Second Idea (Indus Mobile and Paramita Constructions)
In this hypothetical, Mumbai by virtue of being the place/seat of arbitration will have exclusive jurisdiction over all the disputes arising from the agreement. The position of law here is diametrically opposite to the one in the First Idea as it eliminates the choice of parties to access other competent jurisdictions. While BALCO, in clear terms, held that two types of courts have jurisdiction (courts at place of arbitration and cause of action), Indus Mobile eliminates one type and holds that court at the place of arbitration has exclusive jurisdiction.
Indus Mobile, therefore commits an error in holding that ‘...the moment “seat” is determined, (it)...would vest Mumbai courts with exclusive jurisdiction for purposes of regulating arbitral proceedings.’ In effect, it alters paragraphs 96/97 of BALCO’s logic and therefore, stands to be nullified.
Observation on the role of CPC, 1908
‘Under the Law of Arbitration, unlike the Code of Civil Procedure which applies to suits filed in courts, a reference to “seat” is a concept by which a neutral venue can be chosen by the parties to an arbitration clause.’ (emphasis added)
The Court attempts to distinguish between the law of arbitration and the CPC. As noted in the earlier post, it is precisely this distinction that lies at the heart of most cases adopting the BALCO logic. Indus Mobile happens to be the first case that expresses this implication of BALCO’s logic. There are certainly arguments that can be advanced to deviate from CPC rules. Clues can be taken from Adhunik Steels and Arvind Constructions on their discussion on providing ‘special procedure or set of rules’ to a court following ordinary rules. There has been some tendency to depart from the CPC rules in matters concerning the jurisdiction of the ‘court’. The Supreme Court’s approach in Executive Engineering is a case in point. The Court was called upon to determine the conflicting jurisdiction of a District Court in Thane and the High Court of Mumbai. It conferred jurisdiction on the Mumbai High Court, departing from section 15 CPC.

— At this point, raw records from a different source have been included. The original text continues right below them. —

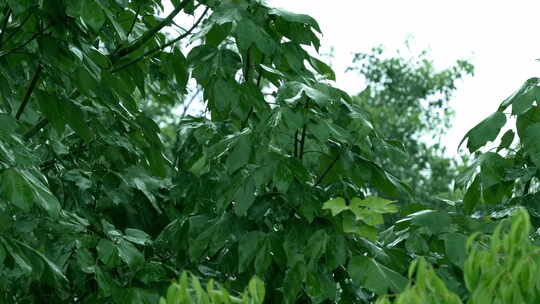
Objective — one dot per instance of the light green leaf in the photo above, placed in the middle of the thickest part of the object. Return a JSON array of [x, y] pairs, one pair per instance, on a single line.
[[531, 141]]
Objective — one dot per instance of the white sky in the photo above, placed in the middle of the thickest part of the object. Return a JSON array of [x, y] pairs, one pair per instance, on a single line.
[[502, 39]]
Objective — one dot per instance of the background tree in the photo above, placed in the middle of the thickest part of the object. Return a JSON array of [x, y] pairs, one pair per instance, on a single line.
[[275, 179]]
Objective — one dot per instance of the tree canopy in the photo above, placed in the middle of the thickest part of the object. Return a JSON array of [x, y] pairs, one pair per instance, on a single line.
[[281, 181]]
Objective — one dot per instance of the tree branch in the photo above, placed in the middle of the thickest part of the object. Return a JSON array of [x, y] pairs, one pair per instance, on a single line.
[[319, 180], [29, 91], [151, 32], [161, 47], [4, 24], [20, 26]]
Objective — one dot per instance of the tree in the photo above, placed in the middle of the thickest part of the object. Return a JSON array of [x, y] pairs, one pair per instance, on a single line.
[[95, 209], [276, 179], [408, 102]]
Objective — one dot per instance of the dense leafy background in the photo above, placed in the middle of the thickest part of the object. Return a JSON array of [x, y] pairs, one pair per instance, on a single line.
[[105, 197]]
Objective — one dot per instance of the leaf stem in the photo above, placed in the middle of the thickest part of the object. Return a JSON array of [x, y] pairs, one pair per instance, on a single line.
[[29, 91], [161, 47]]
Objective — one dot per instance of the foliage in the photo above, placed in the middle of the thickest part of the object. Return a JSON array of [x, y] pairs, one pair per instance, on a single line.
[[408, 102], [500, 269], [281, 178], [189, 290], [96, 208]]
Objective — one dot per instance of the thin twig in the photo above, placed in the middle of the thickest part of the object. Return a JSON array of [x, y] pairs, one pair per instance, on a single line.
[[319, 180], [20, 26], [303, 141], [4, 24], [150, 33], [29, 91], [159, 48], [35, 129], [295, 154]]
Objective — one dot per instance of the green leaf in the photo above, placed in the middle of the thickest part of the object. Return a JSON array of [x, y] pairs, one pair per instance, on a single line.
[[336, 206], [435, 221], [18, 257], [51, 108], [52, 266], [248, 33], [21, 188], [248, 246], [245, 196], [506, 140], [137, 236], [76, 119], [351, 225], [376, 204], [523, 99], [531, 142], [240, 154], [485, 131], [93, 15], [472, 196], [322, 68], [371, 274], [256, 290], [316, 246], [129, 254], [107, 252], [454, 244]]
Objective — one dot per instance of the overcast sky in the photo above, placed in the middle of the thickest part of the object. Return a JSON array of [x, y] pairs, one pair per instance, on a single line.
[[501, 38]]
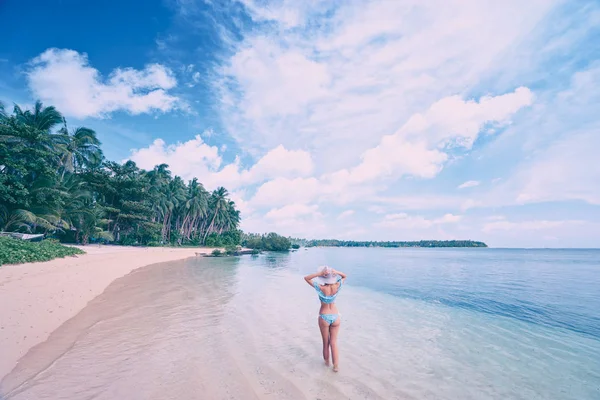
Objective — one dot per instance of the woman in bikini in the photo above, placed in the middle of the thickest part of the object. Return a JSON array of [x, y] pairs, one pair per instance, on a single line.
[[328, 283]]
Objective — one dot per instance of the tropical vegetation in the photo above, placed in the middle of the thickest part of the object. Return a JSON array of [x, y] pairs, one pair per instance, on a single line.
[[55, 180], [16, 251], [267, 242], [420, 243]]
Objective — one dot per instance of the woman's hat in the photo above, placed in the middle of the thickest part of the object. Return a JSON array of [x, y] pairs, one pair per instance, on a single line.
[[329, 278]]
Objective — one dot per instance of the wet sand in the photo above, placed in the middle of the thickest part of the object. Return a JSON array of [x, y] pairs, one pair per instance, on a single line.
[[36, 298]]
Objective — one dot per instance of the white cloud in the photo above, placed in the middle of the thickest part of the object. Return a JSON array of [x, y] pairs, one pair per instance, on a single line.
[[65, 79], [567, 170], [365, 68], [468, 184], [195, 158], [293, 211], [345, 214], [406, 221]]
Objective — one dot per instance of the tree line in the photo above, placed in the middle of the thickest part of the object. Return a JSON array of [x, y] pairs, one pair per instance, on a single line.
[[56, 180], [420, 243]]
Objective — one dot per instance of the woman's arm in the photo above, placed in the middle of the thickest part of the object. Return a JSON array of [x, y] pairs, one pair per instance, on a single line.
[[344, 276], [309, 278]]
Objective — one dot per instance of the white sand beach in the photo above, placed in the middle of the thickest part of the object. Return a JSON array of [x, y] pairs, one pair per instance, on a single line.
[[36, 298]]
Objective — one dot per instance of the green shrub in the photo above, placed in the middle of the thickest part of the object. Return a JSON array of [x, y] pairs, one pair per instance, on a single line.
[[229, 238], [17, 251], [268, 242], [231, 250]]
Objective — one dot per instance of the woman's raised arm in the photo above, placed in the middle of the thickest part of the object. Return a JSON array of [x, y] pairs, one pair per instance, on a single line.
[[309, 278], [344, 276]]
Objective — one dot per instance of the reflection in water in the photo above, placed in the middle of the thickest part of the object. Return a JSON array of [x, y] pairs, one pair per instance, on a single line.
[[246, 328]]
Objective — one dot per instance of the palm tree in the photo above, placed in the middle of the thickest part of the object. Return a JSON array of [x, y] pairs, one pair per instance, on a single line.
[[218, 205], [41, 118], [194, 209], [80, 149]]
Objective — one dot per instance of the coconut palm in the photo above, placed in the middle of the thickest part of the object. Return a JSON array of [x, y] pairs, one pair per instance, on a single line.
[[218, 207], [41, 118], [80, 148]]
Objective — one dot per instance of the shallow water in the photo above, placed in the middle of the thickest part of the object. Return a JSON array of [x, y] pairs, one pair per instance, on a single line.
[[417, 324]]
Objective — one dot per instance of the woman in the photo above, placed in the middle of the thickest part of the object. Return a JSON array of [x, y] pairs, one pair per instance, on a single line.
[[328, 283]]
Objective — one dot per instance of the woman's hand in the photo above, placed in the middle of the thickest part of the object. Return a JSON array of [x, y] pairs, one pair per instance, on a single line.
[[340, 274]]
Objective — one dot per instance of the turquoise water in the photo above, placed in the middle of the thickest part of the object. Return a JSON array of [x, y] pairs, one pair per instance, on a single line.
[[416, 324]]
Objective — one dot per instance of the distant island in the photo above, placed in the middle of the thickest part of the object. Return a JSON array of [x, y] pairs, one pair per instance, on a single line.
[[352, 243]]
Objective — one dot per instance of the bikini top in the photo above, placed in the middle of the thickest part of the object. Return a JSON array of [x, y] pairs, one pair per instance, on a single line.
[[323, 297]]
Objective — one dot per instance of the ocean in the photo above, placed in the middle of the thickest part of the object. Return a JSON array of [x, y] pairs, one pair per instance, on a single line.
[[416, 324]]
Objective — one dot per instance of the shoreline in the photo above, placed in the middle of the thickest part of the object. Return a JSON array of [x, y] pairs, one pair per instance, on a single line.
[[37, 298]]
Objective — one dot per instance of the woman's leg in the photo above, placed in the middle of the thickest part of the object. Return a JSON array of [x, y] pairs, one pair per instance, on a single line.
[[334, 329], [324, 327]]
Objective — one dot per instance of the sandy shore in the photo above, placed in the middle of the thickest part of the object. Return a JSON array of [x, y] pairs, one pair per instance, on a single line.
[[36, 298]]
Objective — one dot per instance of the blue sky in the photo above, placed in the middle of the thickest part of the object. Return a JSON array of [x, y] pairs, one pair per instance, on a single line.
[[373, 119]]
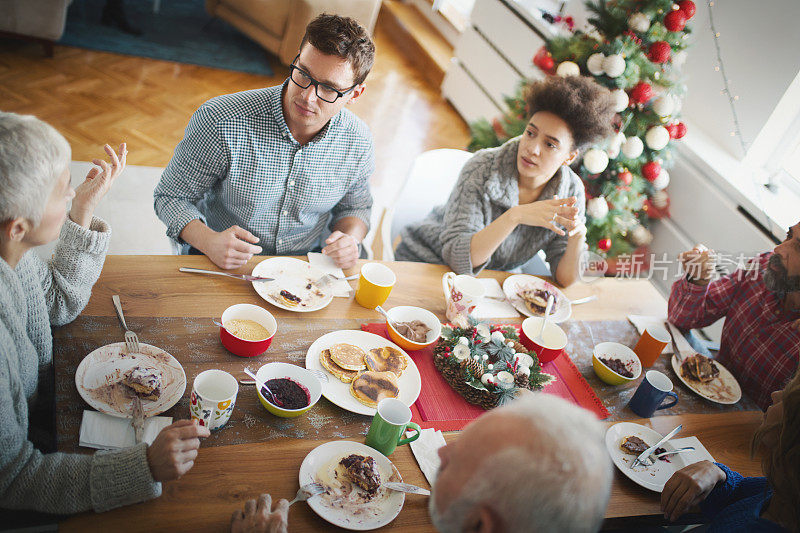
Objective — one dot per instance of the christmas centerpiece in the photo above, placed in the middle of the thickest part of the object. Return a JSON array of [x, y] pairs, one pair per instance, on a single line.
[[487, 365], [635, 48]]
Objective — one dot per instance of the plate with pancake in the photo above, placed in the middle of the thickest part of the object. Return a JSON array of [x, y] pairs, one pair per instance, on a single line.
[[364, 369], [352, 473], [708, 378], [108, 377], [652, 477], [528, 294], [293, 288]]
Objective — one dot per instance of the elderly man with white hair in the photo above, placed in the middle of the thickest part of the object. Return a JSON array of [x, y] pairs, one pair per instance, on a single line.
[[538, 464], [35, 191]]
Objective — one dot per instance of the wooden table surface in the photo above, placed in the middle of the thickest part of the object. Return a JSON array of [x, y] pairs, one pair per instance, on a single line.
[[151, 287]]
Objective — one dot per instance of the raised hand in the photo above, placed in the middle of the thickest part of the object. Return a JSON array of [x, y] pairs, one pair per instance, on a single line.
[[97, 183]]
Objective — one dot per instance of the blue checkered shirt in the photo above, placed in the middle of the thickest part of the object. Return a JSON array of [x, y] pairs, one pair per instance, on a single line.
[[238, 164]]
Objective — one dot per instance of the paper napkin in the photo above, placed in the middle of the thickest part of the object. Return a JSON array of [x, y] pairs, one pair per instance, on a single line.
[[493, 307], [426, 452], [106, 432], [326, 265]]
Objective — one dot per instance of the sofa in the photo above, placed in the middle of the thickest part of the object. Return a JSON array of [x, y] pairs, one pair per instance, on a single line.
[[279, 25]]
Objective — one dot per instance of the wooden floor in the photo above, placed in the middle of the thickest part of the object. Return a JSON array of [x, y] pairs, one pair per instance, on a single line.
[[98, 97]]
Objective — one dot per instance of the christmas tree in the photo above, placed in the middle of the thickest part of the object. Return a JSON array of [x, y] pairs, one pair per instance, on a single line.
[[635, 48]]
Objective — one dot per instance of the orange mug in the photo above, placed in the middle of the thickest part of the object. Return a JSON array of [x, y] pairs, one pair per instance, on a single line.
[[651, 344]]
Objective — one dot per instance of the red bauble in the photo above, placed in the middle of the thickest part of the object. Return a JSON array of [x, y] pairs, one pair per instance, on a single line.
[[688, 8], [651, 170], [672, 129], [675, 20], [659, 52], [641, 93]]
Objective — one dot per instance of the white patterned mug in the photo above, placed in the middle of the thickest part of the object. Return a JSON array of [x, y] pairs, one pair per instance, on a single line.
[[213, 396], [462, 294]]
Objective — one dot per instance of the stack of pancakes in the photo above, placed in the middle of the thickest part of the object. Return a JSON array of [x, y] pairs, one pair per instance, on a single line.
[[372, 376]]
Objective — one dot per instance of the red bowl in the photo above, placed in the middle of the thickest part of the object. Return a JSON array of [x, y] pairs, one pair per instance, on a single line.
[[553, 343], [242, 347]]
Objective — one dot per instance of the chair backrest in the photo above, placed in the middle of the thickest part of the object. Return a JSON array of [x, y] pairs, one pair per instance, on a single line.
[[429, 183]]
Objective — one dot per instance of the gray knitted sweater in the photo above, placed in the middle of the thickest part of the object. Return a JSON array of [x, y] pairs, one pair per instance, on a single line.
[[487, 187], [33, 296]]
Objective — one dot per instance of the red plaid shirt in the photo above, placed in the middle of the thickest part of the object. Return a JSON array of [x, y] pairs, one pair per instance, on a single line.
[[760, 342]]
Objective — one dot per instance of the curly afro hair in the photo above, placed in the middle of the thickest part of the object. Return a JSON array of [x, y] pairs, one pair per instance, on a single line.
[[586, 106]]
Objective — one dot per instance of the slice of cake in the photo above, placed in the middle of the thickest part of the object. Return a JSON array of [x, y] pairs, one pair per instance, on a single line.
[[145, 381]]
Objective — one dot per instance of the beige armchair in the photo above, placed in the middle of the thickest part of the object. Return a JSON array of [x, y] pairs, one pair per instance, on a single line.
[[279, 25], [35, 20]]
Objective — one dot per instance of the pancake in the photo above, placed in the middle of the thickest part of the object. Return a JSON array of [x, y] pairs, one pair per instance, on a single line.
[[341, 373], [371, 387], [386, 359], [348, 356]]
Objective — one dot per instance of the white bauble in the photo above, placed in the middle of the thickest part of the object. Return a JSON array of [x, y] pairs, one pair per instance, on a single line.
[[657, 137], [661, 181], [595, 161], [639, 22], [640, 236], [660, 199], [664, 105], [594, 63], [597, 207], [621, 100], [614, 65], [633, 147], [568, 68]]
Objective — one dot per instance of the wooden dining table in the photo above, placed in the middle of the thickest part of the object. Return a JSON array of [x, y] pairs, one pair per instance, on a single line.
[[257, 452]]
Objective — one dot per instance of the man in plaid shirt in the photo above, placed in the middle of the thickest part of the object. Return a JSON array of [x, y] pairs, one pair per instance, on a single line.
[[279, 166], [761, 337]]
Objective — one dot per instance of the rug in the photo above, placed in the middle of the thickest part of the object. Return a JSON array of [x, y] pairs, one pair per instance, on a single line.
[[179, 32]]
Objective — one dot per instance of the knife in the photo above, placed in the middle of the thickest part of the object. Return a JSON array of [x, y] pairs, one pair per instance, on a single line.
[[407, 487], [645, 454], [137, 420]]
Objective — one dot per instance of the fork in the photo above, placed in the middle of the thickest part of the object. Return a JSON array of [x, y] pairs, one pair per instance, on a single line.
[[307, 491], [131, 339]]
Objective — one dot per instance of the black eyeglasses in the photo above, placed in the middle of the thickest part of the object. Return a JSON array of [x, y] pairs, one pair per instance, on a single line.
[[325, 92]]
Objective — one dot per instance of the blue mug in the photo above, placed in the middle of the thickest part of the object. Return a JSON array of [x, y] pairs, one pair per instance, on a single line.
[[651, 392]]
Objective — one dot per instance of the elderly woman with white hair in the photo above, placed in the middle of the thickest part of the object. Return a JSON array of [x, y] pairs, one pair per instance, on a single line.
[[34, 193]]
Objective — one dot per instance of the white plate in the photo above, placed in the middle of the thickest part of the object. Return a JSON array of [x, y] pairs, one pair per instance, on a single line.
[[338, 392], [562, 308], [294, 276], [107, 364], [650, 477], [700, 389], [385, 506]]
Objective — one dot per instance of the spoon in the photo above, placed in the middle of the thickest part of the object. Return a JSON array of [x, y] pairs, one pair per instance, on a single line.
[[547, 310], [261, 385]]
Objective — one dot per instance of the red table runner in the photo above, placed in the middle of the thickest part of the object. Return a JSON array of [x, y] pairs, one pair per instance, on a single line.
[[440, 407]]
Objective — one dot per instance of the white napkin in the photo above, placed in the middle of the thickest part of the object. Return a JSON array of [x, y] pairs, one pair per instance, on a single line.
[[106, 432], [490, 307], [640, 322], [426, 452], [326, 265]]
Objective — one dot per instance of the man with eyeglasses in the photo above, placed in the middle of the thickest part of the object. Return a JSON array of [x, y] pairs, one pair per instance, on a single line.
[[275, 170]]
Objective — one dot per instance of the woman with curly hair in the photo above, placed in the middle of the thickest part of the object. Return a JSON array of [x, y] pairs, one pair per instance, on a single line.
[[732, 502], [521, 197]]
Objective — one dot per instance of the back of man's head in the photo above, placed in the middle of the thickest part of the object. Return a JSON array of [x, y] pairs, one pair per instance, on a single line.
[[342, 37], [549, 472]]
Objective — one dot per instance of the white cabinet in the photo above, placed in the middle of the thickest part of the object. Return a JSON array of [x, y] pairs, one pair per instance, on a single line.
[[492, 56]]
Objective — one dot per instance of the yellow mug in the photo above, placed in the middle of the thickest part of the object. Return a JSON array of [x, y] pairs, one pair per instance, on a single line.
[[374, 285]]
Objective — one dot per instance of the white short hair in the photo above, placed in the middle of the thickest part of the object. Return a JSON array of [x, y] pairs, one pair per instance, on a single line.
[[560, 481], [32, 157]]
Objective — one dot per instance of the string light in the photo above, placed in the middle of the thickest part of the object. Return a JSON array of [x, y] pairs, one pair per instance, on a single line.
[[737, 132]]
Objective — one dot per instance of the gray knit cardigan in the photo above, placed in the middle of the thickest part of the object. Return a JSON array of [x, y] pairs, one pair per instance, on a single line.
[[34, 296]]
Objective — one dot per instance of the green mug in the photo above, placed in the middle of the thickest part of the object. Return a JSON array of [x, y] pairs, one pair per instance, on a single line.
[[391, 420]]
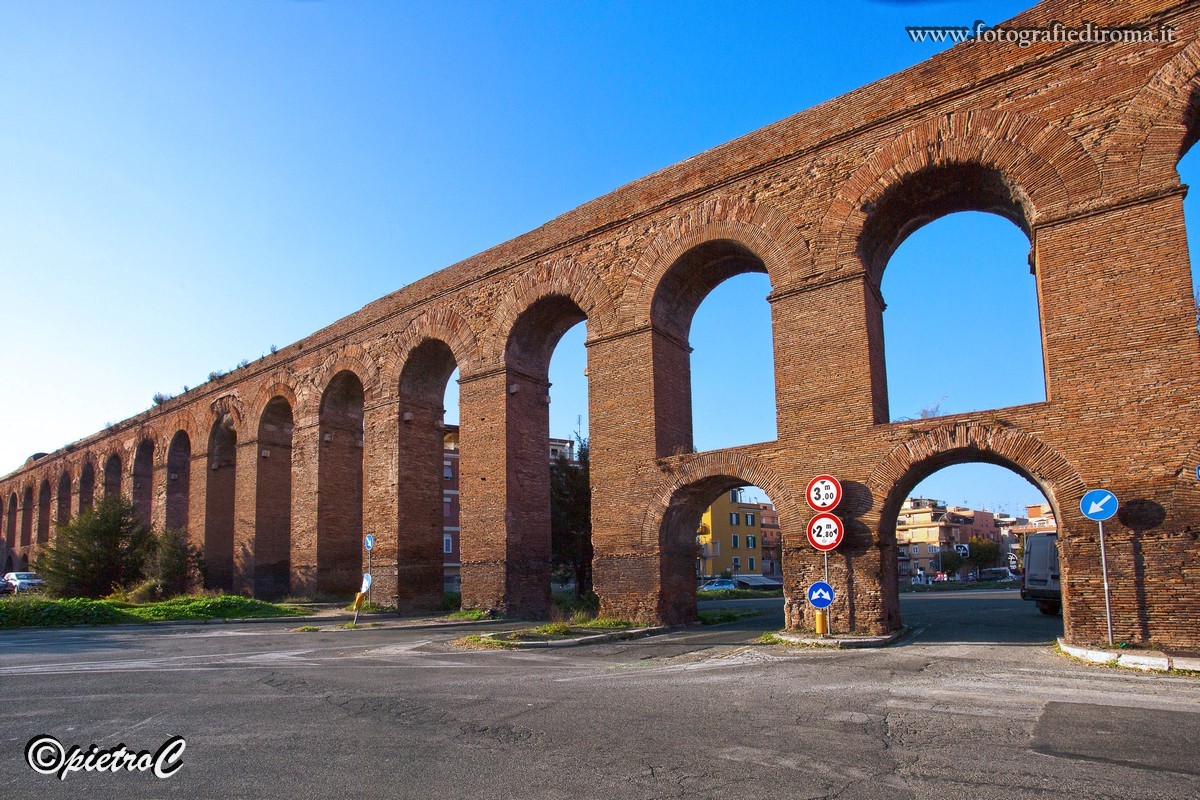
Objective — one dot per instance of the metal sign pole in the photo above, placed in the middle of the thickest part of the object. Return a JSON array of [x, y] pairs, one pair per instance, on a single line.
[[1104, 571]]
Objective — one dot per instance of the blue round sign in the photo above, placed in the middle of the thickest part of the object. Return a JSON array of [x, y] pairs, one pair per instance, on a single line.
[[820, 595], [1098, 505]]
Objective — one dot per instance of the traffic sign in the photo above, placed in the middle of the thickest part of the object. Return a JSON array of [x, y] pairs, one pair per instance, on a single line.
[[1098, 505], [825, 531], [821, 595], [823, 493]]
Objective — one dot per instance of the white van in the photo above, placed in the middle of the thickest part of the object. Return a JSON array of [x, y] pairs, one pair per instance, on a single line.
[[1042, 573]]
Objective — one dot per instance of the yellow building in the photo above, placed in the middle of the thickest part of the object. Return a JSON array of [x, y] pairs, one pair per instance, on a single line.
[[730, 536]]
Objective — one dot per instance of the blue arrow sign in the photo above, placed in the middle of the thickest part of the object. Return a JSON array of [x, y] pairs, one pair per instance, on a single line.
[[821, 595], [1098, 505]]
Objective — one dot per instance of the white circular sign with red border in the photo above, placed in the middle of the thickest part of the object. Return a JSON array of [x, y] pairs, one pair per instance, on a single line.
[[825, 531], [823, 493]]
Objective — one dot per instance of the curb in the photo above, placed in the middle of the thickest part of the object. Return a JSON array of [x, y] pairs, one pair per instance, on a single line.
[[615, 636], [419, 621], [846, 643], [1146, 661]]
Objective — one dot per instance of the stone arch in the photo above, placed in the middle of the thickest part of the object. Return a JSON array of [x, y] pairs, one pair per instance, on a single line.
[[438, 324], [279, 384], [912, 461], [670, 523], [179, 477], [340, 482], [741, 465], [1161, 122], [930, 450], [113, 474], [87, 482], [563, 277], [143, 475], [763, 230], [1013, 164], [273, 497], [348, 358], [43, 511], [63, 495]]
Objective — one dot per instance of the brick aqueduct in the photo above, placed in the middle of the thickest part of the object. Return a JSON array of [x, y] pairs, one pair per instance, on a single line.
[[277, 468]]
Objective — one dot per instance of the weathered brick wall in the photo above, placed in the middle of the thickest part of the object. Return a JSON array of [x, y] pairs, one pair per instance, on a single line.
[[1074, 144]]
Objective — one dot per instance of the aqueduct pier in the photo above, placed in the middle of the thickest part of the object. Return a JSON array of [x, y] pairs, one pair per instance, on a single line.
[[277, 468]]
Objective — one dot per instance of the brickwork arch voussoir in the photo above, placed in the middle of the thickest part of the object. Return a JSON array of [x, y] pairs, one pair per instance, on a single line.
[[1143, 152], [559, 277], [765, 230], [742, 465], [1047, 167], [915, 459]]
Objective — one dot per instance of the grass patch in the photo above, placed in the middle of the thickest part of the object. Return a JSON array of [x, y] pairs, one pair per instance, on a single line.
[[372, 608], [471, 614], [475, 642], [958, 585], [45, 612], [721, 615], [604, 623], [738, 594]]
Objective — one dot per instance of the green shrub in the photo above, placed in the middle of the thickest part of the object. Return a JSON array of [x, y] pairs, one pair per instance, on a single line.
[[101, 549], [177, 565]]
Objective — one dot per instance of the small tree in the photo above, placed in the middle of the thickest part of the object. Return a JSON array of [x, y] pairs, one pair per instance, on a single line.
[[103, 548], [951, 561], [570, 517], [178, 565], [984, 553]]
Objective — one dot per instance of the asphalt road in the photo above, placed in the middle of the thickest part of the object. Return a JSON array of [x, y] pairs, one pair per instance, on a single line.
[[973, 704]]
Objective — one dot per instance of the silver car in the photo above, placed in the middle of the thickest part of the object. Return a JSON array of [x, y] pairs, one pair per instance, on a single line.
[[24, 581]]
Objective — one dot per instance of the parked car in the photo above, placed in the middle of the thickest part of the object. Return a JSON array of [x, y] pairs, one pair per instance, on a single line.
[[1042, 575], [718, 584], [24, 581]]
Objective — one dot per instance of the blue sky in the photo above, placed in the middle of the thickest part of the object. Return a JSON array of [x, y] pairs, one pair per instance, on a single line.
[[187, 184]]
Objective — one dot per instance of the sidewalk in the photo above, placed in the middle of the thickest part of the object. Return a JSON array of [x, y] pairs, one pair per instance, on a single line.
[[1147, 660]]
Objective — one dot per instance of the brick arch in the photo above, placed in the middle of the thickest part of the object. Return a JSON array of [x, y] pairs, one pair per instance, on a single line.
[[562, 277], [227, 404], [442, 323], [348, 358], [912, 461], [1158, 126], [741, 467], [183, 420], [1047, 170], [277, 384], [765, 230]]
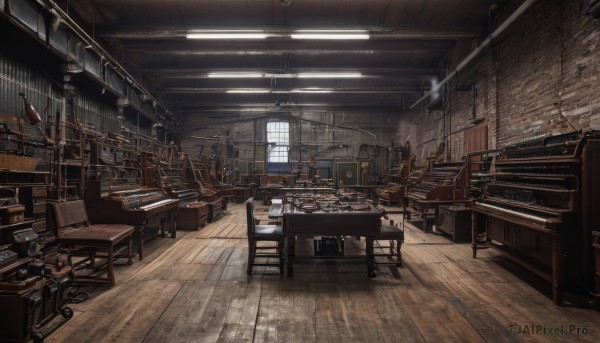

LCI recommendation and ‘intention’ of the legislature
The court lastly adopts a convoluted (and, in my opinion, unnecessary) reasoning to further justify the importance of arbitral seat. It extracts the recommendation of the Law Commission of India (LCI) in its 246th report as far as it concerns the emphasis on ‘arbitral seat’ and notes that the legislature has intentionally omitted to include the recommendations as ‘BALCO …in no uncertain terms has referred to “place” as “juridical seat” for the purpose of Section 2(2) of the Act.’ It is certainly surprising that the Court notes the recommendations of the LCI and then proceeds to take support in those recommendations despite them not being incorporated in the amendment. On this note, it is interesting to examine the arguments adopting the counter-logic to further arguments hypothesizing the same ‘intention’ of the legislature. I make specific reference to the amended version of section 2(2) of the Arbitration Act which adopted the language suggested in the LCI report except for the word ‘express’ preceding the word ‘agreement’. There is another academic debate (hopefully, not a judicial one) on whether non-inclusion (of a single word) of LCI’s recommendation in the amendment reflects a clear intention of the legislature to derogate from the recommendation? (academic research on this query can be accessed here and here). ‘Intention’ of the legislature must certainly top the list as one of the most abused interpretative tools!
In conclusion, (a) Indus Mobile continues to commit BALCO’s error as far as conferment of jurisdiction in domestic arbitration is concerned; (b) Indus Mobile conflates two distinct conceptual theories on arbitral seat and in that process alters BALCO’s logic; and (c) reliance on LCI recommendations does not assist the court in making the case for exclusive jurisdiction to the court at the arbitral seat in domestic arbitrations.